Re: Hierarchical query
Date: Wed, 13 Jun 2007 23:47:15 -0000
Message-ID: <1181778435.230571.100170_at_z28g2000prd.googlegroups.com>
On Jun 13, 2:25 pm, Jan Hidders <hidd..._at_gmail.com> wrote:
> On 13 jun, 21:10, Vadim Tropashko <vadimtro_inva..._at_yahoo.com> wrote:
> > On Jun 13, 9:19 am, Jan Hidders <hidd..._at_gmail.com> wrote:
>
> > > Ok. I'm going to assume the following DTD (in a notation of my own
> > > making to make it a bit more readable) for the syntax tree. (It uses
> > > no attributes to keep things simple):
>
> > > <stat_bl> --> <decl_kw> <decl_item_list> <begin_kw> <statements>
> > > <semicol_kw> <end-kw>
> > > <decl_kw> --> EMPTY
> > > <begin_kw> --> EMPTY
> > > <end_kw> --> EMPTY
> > > <semicol_kw> --> EMPTY
> > > <statements> --> ( <stat_bl> | <assignment> )+
> > > <assignment> --> <var> <assign_kw> ( <var> | <number> ) <semicol_kw>
> > > <var> --> PCDATA
> > > <assign_kw> --> EMPTY
> > > <number> --> PCDATA
> > > <decl_item_list> --> ( <var> <type> <semicol_kw> )+
> > > <type> --> PCDATA
>
> > All right, the DTD is a bastardized [context free?] grammar describing
> > a language that XML document is an element of.
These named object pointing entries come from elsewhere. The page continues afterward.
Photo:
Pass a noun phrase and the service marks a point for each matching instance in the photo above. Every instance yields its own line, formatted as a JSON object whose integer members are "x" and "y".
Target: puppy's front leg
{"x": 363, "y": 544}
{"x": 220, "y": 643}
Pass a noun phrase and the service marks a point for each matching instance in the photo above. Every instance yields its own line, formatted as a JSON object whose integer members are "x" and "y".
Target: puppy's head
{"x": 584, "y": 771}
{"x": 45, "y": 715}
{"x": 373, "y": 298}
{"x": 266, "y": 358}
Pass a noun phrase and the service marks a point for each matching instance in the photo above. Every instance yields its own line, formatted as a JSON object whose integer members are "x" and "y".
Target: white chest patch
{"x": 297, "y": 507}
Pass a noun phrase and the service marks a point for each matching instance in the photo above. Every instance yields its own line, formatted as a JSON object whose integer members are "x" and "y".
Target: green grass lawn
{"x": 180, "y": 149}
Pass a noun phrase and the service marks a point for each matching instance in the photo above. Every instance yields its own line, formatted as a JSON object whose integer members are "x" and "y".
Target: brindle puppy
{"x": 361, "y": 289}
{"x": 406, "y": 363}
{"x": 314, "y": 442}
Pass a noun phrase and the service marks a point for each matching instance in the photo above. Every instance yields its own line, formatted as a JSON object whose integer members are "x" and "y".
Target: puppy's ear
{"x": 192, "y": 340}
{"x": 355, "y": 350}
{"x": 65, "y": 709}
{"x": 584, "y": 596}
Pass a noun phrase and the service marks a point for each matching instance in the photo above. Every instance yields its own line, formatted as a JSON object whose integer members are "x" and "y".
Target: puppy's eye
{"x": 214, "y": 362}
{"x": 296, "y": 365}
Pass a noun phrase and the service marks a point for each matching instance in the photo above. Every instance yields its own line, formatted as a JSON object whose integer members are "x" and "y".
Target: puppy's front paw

Although the adjectives
> > "cumbersome" and "ugly" still apply, I grudgingly admit that the idea
> > that a grammar fits into DTD effortlessly is quite powerful (so I'm
> > removing the "XML sucks" image from my homepage:-)
>
> Of course, it combines ugliness with great power. Welcome to the
> Dark Side. :-)
This raises some questions for me. Does the above mean we should consider comparing XML and its associated ... whadayacallits? XPath, XSL, etc.?, against more traditional parsing techniques? *** What, if anything, would that leave out? ***
Then XML querying and updating is comparable to operations we would do once we had a syntax tree, which seems to be multipass traversal and transformation. Think of an interpreter, which traverses the tree, carrying out instructions as it does so. The more complex case is a compiler with multiple analysis, optimizer, and code generator passes. These involve generating additional data structures which may or may not be trees as well. A symbol table in a lexically scoped language likely would be; an object file likely would not be.
I suppose there are also term rewriting languages but I'm not as familiar with them. I am also vaguely aware of "strategies" which are abstractions of data structure traversal techniques. I suppose further there are the various tree encoding techniques of SQL, but I haven't found these to be very exciting. Perhaps a more complete relational language ...
> Btw., if you forget about sequence order, document order and value
> comparisons for a moment, the core of XPath is actually a relatively
> neat calculus of binary relations:
> - p_1/p_2 is the concatenation of binary relations
> - p_1[p_2] is the selection of pairs in p_2 whose right-hand side
> matches a left-hand side in p_2 (semijoin anyone?)
> - p_1 union p_2 is the set union of two binary relations
> - p_1 intersect p_2 is the set intersection of two binary relations
> - p_1 except p_2 is the set difference between binary relations
>
> Did I mention Tarski already? :-) Of course we had to wait until
> XPath2.0 until the three set operations were all allowed everywhere,
> but we have them now.
I guess we're talking about Relation Algebra here? I don't know enough about it to know if this is just an interesting comparison of if there's some specific result being alluded to.